October 2018

  updated: September 2019

coreutils brought to you by the GNU project

This is a long-term project to decode all of the GNU coreutils in version 8.3.

This resource is for novice programmers exploring the design of command-line utilities. It is best used as an accompaniment providing useful background while reading the source code of the utility you may be interested in. This is not a user guide — Please see applicable man pages for instructions on using these utilities.

Status: Complete!

  • Phase 1 [complete] – Each utility has a dedicated page discussing the namespace and execution overview.
  • Phase 2 [complete] – Expanded discussion about important design decisions and algorithms. Tracing utility lineage both from UNIX and early Coreutils. Porting content to something more collaborative. Enhancing source walkthrough to something more useful.
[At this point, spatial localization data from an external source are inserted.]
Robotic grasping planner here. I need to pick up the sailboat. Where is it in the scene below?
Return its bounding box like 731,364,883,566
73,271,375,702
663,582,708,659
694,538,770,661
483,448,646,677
Creating a source code evolution visualizer
  • Phase indefinite – Line by line code walkthrough for each utility will be accomplished over a long period. GitHub repo available to gather line-by-line notes. This segment was deferred due to consistent feedback that readers were more interested in high-level discussion.

The GNU Core Utilities

I’ll link the utility pages here at the top. Click the command name for the detailed page decoding that utility. The discussion, source code, and walkthroughs are available on each page. Bolded utilities have been expanded as part of phase 2. Enjoy!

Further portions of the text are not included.